Мы с Рупой сделали то же самое, потому что в комнату вошла молодая невеста Цицерона.

«Моя дорогая! Я не слышал, как ты вошла». Цицерон поспешил к ней. Он взял её пухлую маленькую ручку в одну руку, а другой погладил её медово-светлые волосы. «Ты порхаешь, как бабочка. Ты появляешься и исчезаешь бесшумно. Твои изящные ножки едва касаются земли!»

Рупа бросил на меня взгляд и закатил глаза. Я постарался не рассмеяться.

«Публилия, это Гордиан, мой старый друг. А это его сын Рупа».

Миниатюрная круглолицая девушка вежливо кивнула мне, а затем обратила внимание на Рупу, которая, как я заметил, как раз из тех парней, на которых большинство пятнадцатилетних девушек с удовольствием смотрят. Публилия какое-то время пристально разглядывала его, затем хихикнула и отвела взгляд. Цицерон, казалось, не понимал причины её огорчения, но ему понравился её детский смех, и он тоже захихикал.

«Она очень застенчивая».

«Нет, не я!» — запротестовала девушка, высвобождая руку. Она на мгновение надула губы, затем снова взглянула на Рупу и улыбнулась.

«Ах, кажется, все эти походы по магазинам утомили мою малышку, не так ли?»

— промурлыкал Цицерон. — Или это от жары она капризничает? Может, тебе стоит вздремнуть, дорогая?

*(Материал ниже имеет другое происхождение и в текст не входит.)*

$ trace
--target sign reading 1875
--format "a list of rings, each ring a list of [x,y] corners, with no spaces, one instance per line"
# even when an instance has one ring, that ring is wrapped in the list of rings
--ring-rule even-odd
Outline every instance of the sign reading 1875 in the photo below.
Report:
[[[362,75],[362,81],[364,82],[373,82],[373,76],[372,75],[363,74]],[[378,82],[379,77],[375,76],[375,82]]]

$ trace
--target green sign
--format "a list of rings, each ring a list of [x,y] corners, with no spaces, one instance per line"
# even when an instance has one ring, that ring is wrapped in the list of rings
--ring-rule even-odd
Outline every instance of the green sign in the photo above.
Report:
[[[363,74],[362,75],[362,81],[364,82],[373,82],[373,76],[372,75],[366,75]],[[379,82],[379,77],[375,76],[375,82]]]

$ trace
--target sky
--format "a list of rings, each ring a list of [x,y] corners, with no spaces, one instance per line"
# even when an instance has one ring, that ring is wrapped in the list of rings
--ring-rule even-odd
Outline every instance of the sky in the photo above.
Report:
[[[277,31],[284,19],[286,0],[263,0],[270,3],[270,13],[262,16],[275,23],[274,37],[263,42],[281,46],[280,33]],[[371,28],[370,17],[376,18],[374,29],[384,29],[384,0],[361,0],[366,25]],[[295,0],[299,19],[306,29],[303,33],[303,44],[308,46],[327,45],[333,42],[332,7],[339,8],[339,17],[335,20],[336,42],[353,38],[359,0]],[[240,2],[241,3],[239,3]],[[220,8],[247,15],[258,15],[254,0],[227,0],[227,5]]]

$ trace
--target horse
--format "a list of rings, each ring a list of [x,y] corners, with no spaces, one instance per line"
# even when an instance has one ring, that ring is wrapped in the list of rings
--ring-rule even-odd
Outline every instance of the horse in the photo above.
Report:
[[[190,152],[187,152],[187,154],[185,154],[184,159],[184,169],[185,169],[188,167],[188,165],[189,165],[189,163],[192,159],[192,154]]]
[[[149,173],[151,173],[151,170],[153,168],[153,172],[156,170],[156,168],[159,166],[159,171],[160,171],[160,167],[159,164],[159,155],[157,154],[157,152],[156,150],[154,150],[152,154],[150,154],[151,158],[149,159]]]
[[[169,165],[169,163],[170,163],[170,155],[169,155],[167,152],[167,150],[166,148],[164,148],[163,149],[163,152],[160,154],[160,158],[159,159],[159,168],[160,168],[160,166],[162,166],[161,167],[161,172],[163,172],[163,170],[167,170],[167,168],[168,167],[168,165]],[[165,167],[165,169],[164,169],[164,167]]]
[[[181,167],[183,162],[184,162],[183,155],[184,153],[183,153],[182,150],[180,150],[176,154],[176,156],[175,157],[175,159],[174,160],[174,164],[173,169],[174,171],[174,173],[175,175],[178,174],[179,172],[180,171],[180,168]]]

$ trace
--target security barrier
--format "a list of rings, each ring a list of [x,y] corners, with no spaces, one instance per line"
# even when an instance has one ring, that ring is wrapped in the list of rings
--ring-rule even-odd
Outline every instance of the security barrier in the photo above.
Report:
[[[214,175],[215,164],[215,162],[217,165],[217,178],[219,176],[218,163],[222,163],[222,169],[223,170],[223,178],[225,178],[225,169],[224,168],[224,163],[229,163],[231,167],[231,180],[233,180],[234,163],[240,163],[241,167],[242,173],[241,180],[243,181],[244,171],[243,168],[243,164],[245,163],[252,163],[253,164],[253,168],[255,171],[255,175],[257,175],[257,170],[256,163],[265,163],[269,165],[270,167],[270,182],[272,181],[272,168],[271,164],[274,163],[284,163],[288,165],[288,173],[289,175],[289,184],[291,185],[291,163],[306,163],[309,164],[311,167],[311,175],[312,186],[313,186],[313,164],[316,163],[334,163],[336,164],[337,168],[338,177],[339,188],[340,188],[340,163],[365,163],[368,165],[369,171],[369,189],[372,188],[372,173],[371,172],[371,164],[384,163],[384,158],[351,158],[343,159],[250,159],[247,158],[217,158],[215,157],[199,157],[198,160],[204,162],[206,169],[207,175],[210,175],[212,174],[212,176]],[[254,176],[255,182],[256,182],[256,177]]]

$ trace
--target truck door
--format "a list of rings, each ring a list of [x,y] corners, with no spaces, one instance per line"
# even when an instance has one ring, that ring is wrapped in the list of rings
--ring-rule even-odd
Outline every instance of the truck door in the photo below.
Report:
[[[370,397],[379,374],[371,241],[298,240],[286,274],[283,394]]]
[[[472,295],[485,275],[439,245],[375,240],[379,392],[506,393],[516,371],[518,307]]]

«Думаю, я могла бы пойти... прилечь... немного». Она оглядела Рупу с ног до головы и вздохнула. «Особенно если вы, мужчины, говорите о скучных старых книгах».

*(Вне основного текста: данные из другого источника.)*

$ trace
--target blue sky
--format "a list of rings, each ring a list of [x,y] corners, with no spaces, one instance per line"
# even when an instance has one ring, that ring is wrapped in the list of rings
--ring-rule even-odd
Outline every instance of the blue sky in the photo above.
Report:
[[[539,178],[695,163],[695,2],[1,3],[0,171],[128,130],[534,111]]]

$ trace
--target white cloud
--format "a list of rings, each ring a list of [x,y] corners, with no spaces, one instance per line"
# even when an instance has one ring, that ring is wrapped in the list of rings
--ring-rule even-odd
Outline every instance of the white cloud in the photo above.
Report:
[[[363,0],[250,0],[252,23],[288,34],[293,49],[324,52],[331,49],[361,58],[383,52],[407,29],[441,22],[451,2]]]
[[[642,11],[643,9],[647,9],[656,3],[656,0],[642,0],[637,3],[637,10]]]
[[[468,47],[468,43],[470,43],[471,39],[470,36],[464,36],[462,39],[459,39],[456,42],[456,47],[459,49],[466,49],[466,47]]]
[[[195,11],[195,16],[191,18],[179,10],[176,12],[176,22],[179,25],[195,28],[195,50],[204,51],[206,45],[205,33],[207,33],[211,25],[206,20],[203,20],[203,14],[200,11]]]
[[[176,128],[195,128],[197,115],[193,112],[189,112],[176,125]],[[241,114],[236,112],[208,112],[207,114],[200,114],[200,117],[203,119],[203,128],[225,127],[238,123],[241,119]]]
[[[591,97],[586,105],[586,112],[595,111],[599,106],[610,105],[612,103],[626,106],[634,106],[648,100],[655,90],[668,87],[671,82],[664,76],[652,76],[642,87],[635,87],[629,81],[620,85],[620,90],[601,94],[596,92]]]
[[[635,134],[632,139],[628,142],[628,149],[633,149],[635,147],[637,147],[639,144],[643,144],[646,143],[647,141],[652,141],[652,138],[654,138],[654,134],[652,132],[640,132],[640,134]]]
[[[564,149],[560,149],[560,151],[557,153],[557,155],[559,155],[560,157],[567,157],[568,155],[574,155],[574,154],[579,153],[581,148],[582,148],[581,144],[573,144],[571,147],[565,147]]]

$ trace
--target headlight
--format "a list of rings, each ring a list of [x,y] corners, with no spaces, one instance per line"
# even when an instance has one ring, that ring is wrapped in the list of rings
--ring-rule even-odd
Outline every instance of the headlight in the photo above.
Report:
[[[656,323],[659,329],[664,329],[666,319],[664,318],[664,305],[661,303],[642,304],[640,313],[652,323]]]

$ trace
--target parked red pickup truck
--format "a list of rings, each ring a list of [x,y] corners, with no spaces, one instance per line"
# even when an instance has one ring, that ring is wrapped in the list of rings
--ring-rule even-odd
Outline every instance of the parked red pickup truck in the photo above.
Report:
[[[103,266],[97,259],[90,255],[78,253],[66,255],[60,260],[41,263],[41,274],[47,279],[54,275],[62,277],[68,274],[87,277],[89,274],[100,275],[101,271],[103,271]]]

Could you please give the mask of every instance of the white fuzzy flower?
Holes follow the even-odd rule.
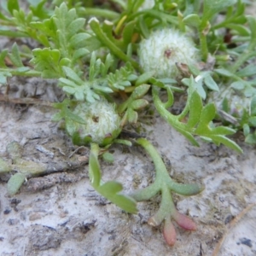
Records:
[[[172,28],[153,32],[140,43],[139,61],[144,72],[154,71],[156,78],[175,79],[179,71],[176,63],[194,64],[198,50],[193,41]]]
[[[73,113],[86,122],[85,125],[75,121],[66,124],[67,131],[75,144],[93,142],[104,146],[117,137],[121,131],[120,118],[114,105],[105,100],[80,103]]]

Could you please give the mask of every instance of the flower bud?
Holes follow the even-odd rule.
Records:
[[[96,143],[106,146],[112,143],[121,131],[120,118],[113,104],[105,100],[94,103],[80,103],[73,113],[84,119],[85,124],[76,121],[66,124],[67,133],[72,137],[74,144],[84,145]]]
[[[140,43],[139,62],[144,72],[154,71],[159,79],[175,79],[176,63],[195,64],[198,50],[192,40],[172,28],[157,30]]]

«На самом деле мы говорили о смерти и убийствах», — сказал я.

«Ох!» — Девушка преувеличенно вздрогнула, отчего ее грудь задрожала.

Для пятнадцатилетнего подростка они оказались на удивление большими.

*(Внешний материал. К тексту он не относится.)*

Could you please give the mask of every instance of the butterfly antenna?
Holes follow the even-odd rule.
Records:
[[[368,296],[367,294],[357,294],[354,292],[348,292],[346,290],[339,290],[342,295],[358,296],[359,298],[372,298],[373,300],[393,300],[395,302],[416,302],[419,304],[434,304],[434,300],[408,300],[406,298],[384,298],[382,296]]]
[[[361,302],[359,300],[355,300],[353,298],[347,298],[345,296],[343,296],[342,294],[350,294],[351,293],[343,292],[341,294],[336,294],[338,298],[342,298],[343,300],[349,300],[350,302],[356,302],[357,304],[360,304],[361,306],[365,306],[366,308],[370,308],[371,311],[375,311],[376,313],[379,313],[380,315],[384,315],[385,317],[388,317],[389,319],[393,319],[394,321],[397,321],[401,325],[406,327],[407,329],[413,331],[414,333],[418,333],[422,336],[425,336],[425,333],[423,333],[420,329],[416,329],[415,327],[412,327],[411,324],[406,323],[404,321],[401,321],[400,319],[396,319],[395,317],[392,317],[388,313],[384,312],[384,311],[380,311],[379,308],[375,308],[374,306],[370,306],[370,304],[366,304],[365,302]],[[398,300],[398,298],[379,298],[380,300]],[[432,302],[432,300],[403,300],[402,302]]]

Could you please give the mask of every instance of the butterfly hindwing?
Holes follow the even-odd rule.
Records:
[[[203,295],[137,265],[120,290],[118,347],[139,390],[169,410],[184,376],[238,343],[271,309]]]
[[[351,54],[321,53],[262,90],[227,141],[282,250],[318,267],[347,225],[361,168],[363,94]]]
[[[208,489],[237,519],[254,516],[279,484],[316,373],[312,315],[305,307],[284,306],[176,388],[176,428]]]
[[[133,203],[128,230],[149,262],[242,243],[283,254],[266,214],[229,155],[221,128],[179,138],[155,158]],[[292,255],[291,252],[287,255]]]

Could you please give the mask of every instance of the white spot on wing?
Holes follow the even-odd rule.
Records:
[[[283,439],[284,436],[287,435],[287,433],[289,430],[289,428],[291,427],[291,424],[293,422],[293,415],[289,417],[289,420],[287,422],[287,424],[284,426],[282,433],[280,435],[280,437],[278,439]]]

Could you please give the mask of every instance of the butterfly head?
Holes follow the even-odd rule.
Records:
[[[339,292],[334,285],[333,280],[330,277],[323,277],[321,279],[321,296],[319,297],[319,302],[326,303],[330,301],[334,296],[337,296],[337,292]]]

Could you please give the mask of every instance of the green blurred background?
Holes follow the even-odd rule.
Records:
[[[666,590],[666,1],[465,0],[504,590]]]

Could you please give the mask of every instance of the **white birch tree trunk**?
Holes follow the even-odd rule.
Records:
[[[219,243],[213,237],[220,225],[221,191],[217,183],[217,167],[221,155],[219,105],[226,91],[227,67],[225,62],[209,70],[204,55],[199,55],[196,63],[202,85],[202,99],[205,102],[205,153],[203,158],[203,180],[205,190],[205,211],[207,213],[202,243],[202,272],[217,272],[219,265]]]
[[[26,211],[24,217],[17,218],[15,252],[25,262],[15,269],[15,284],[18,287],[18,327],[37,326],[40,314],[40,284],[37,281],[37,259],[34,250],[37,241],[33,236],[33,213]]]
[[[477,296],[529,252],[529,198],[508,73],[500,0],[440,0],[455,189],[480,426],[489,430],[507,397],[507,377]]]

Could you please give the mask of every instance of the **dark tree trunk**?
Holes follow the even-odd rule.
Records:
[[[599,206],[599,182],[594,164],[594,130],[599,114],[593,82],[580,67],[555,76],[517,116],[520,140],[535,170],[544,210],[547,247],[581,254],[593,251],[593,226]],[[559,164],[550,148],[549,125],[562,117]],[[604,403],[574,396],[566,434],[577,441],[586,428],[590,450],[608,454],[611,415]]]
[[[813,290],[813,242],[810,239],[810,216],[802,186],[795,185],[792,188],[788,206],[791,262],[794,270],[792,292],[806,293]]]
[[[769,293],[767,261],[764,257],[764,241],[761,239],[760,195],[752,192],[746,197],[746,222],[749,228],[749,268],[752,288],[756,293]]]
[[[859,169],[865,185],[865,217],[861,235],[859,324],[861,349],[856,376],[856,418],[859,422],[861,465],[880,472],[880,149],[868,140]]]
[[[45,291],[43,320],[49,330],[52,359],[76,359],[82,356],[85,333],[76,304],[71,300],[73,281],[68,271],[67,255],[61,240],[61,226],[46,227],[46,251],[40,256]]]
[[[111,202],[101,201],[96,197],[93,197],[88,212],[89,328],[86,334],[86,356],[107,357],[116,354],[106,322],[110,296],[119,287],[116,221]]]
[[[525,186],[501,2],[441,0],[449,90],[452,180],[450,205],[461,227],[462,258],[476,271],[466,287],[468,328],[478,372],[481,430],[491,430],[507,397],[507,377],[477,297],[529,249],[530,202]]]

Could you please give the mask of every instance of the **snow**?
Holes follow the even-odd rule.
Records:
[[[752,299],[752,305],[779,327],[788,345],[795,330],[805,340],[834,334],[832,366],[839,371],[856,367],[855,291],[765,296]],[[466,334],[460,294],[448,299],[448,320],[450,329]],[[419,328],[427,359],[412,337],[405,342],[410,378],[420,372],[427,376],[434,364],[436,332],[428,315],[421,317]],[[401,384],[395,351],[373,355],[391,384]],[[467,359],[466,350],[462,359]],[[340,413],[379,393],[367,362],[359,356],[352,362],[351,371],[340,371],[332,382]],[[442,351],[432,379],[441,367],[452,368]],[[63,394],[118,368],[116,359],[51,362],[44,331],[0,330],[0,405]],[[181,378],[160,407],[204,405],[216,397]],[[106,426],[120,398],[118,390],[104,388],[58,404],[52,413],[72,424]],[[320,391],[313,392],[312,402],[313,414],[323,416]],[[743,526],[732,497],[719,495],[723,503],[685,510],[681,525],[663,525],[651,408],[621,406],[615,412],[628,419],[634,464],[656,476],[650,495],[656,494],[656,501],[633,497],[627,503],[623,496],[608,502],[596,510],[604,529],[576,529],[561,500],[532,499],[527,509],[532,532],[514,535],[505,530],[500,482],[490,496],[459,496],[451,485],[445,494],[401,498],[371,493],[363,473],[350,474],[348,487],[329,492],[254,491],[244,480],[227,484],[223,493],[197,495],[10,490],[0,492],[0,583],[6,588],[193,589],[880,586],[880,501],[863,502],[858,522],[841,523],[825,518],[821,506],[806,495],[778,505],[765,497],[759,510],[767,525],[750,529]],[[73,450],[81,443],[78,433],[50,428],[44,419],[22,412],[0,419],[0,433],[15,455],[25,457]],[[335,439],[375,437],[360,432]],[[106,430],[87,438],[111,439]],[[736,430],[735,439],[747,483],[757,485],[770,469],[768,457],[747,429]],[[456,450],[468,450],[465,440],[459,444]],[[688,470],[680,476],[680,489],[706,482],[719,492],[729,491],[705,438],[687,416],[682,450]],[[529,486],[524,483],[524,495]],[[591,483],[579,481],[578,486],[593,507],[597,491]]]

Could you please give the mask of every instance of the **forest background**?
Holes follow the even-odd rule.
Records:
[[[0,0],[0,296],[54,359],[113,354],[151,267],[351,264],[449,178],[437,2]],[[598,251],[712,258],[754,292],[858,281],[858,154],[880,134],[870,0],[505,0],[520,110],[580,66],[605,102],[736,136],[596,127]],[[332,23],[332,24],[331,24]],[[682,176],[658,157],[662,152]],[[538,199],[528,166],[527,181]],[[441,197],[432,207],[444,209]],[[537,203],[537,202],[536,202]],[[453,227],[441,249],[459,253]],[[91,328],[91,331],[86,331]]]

«Гордиан, ты её напугал!» — возразил Цицерон. «Тебе следует быть осторожнее в своих словах. Публилия ещё совсем ребёнок».

«В самом деле!» — прошептал я.

«Беги, моя дорогая. Выпей. Охладись; позови кого-нибудь из рабов, чтобы он обмахивал тебя. Я присоединюсь к тебе чуть позже. Покажи мне ту ткань, которую ты купила для своего нового платья».

«Красная паутинка из Коса, — сказала она, — такая легкая и прозрачная, что сквозь нее все видно!»

Ком в горле Цицерона подпрыгивал, пока он сглатывал. Он моргнул. «Да, ну, беги, дорогая».

«Ваша невеста совершенно очаровательна», — сказал я после ухода Публилии. «Большое ли у неё приданое?» В тех светских кругах, куда стремился Цицерон, этот вопрос не считался грубым.

«Огромно!» — сказал он. «Но я женился на ней не поэтому».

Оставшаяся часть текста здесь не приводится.